Remember: all images, text, products, and marketing materials are a direct representation of your brand. You want to represent it well.
Part of that involves staying on brand, regardless of the specific story you’re trying to tell with your flat lay. It’s a piece of a much larger puzzle, so treat it as such. Consider your whole company’s narrative or page and compare it with what you’re trying to create in your image. Do they line up, at least somewhat?
Does it reinforce your overall message? Does it support what your brand is as a collective? The answer should ideally be yes, strengthening your brand identity and forming a cohesive picture for your audience. If it’s not, though, it’s probably time to re-examine your flat lay plans.
DON’T: Be Afraid of Bending (or Breaking) the Rules
We’re well aware that all of these are a lot of “rules” or suggestions. There’s good cause for them since they can provide a good starting point for getting the results you want from your flat lays.

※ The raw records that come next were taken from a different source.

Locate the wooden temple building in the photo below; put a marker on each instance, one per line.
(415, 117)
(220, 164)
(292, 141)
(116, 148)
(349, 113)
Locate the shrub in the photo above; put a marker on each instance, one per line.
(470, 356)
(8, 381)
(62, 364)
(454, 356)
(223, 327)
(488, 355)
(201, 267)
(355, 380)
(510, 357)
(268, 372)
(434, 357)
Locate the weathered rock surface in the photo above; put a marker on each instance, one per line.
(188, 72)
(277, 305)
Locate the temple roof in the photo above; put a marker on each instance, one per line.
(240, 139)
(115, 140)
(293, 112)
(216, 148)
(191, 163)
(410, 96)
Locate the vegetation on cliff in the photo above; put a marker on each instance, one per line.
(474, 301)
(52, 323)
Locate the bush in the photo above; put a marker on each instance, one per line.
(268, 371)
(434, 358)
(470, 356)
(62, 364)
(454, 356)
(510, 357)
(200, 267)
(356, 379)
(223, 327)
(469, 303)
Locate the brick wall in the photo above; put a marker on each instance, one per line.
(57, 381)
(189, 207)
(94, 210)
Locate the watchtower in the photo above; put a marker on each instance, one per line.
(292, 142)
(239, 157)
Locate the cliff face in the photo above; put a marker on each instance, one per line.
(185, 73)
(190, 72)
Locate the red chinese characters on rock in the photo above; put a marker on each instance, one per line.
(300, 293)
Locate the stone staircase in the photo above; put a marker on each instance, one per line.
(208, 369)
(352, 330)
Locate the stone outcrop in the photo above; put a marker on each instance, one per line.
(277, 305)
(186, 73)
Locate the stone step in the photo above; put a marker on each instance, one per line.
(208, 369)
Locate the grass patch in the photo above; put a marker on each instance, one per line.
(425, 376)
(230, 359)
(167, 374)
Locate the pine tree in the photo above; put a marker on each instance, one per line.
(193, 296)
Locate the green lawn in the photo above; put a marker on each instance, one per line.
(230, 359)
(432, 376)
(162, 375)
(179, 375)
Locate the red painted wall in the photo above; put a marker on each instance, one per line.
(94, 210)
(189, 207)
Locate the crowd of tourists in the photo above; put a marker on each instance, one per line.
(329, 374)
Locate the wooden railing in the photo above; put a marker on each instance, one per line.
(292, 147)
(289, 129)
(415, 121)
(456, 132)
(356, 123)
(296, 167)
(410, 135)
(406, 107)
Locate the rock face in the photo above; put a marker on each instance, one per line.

But that doesn’t mean you shouldn’t go questioning them or trying to find your own path. These dos and don’ts are not meant to be taken as gospel. They’re simply a guide to get you going.
Don’t be afraid to break out of these boundaries and experiment. After all, as the old saying goes, rules are meant to be broken. Bend them, bust them, completely disregard them, and repurpose them as you see fit. That’s art!
Play with shadow and light. Change up angles to something other than straight overhead. Have fun with color. Just do whatever makes sense at the time and go from there. Who knows? You might end up discovering a whole new layer that makes your flat lays better than ever before.